Background: Fractional exhaled nitric oxide (FENO) is currently used as a biomarker of airway inflammation in patients with asthma. However, the role of alveolar nitric oxide (CANO) in asthmatic children has not been clearly demonstrated Methods: It was a prospective and descriptive study. The measurement of FENO and CANO, spirometry, blood eosinophil counts (BEC), and total IgE levels were performed for each study subject. Results: This study included 109 uncontrolled asthmatic children without inhaled corticosteroid (ICS) treatment.
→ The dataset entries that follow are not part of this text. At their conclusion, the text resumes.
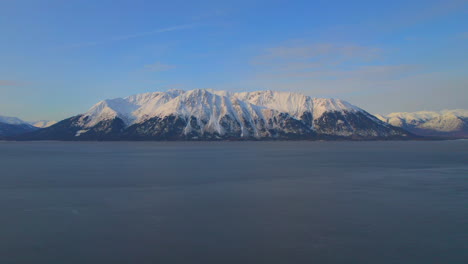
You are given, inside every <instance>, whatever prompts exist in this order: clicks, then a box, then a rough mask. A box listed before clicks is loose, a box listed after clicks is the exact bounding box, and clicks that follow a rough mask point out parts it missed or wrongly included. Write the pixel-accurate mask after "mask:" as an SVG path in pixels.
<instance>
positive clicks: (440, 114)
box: [375, 109, 468, 138]
mask: <svg viewBox="0 0 468 264" xmlns="http://www.w3.org/2000/svg"><path fill="white" fill-rule="evenodd" d="M375 116H376V117H377V118H379V119H380V120H382V121H384V122H387V123H389V124H391V125H392V126H395V127H401V128H403V129H405V130H407V131H409V132H411V133H414V134H417V135H421V136H434V137H437V136H438V137H455V138H468V110H464V109H456V110H443V111H440V112H431V111H420V112H413V113H407V112H399V113H391V114H388V115H385V116H383V115H375Z"/></svg>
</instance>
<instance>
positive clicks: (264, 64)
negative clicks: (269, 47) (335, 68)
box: [251, 43, 383, 72]
mask: <svg viewBox="0 0 468 264" xmlns="http://www.w3.org/2000/svg"><path fill="white" fill-rule="evenodd" d="M382 53H383V52H382V50H381V49H379V48H375V47H368V46H359V45H352V44H351V45H350V44H348V45H337V44H330V43H322V44H303V43H300V44H292V45H284V46H277V47H272V48H267V49H265V50H264V51H263V52H262V54H260V55H258V56H256V57H254V58H253V59H252V61H251V64H252V65H254V66H259V67H261V68H263V69H264V70H268V71H270V72H271V71H282V72H285V71H301V70H303V71H307V70H324V69H329V68H336V67H338V66H341V65H344V64H345V63H349V62H352V63H366V62H371V61H374V60H376V59H378V58H380V57H381V55H382Z"/></svg>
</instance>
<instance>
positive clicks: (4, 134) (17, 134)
mask: <svg viewBox="0 0 468 264" xmlns="http://www.w3.org/2000/svg"><path fill="white" fill-rule="evenodd" d="M36 129H37V128H35V127H33V126H31V125H30V124H28V123H26V122H24V121H23V120H21V119H19V118H17V117H9V116H0V137H9V136H16V135H20V134H24V133H27V132H31V131H34V130H36Z"/></svg>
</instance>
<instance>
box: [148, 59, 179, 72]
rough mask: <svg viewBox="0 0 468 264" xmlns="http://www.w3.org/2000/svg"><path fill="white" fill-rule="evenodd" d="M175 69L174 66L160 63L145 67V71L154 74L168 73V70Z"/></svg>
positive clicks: (174, 67) (163, 63)
mask: <svg viewBox="0 0 468 264" xmlns="http://www.w3.org/2000/svg"><path fill="white" fill-rule="evenodd" d="M174 68H175V66H174V65H169V64H164V63H161V62H159V61H158V62H156V63H153V64H149V65H145V69H146V70H148V71H152V72H161V71H167V70H171V69H174Z"/></svg>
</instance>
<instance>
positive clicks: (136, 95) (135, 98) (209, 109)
mask: <svg viewBox="0 0 468 264" xmlns="http://www.w3.org/2000/svg"><path fill="white" fill-rule="evenodd" d="M408 137H411V134H409V133H407V132H406V131H404V130H402V129H399V128H395V127H393V126H391V125H389V124H387V123H385V122H382V121H380V120H379V119H377V118H376V117H374V116H373V115H371V114H369V113H367V112H366V111H364V110H362V109H360V108H358V107H356V106H353V105H351V104H349V103H347V102H345V101H342V100H338V99H324V98H311V97H309V96H305V95H302V94H297V93H288V92H273V91H259V92H246V93H231V92H226V91H215V90H200V89H197V90H191V91H182V90H169V91H167V92H154V93H145V94H137V95H132V96H129V97H125V98H116V99H109V100H104V101H101V102H99V103H97V104H96V105H94V106H93V107H91V108H90V109H89V110H88V111H87V112H86V113H84V114H82V115H78V116H74V117H71V118H69V119H66V120H63V121H61V122H58V123H57V124H55V125H52V126H51V127H48V128H45V129H41V130H39V131H36V132H33V133H30V134H29V135H28V136H27V137H24V138H30V139H62V140H222V139H320V138H355V139H377V138H408Z"/></svg>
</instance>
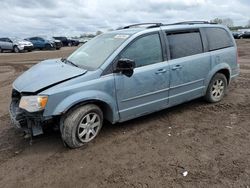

The exhaled NO level in asthmatic patients was significantly higher than in control subjects: FENO: 22.5 vs. 8.4 ppb; CANO: 5.9 vs. 2.8 ppb; J’awNO (maximum airway nitric oxide flux): 56.9 vs. 18.7 ppb; respectively. The sensitivities and specificities for asthma diagnosis with the cut-off of CANO at 3.5 ppb and 5.0 ppb were 74.3% and 73.3%, and 46.0% and 83.3%, respectively. There were the moderate and the weak correlations between CANO with FENO and CANO with IgE in asthmatic patients (r = 0.465, 95%CI (0.133-0.659), P=0.001; r=0.133, 95%CI (0.068- 0.497), P=0.184; respectively). The percentage of controlled asthma in patients with CANO ≥5 ppb at inclusion was higher than that in CANO <5 ppb group. Conclusion: Exhaled NO is a relevant biomarker of allergic asthma. The level of FENO and CANO might be used to predict asthma control in children.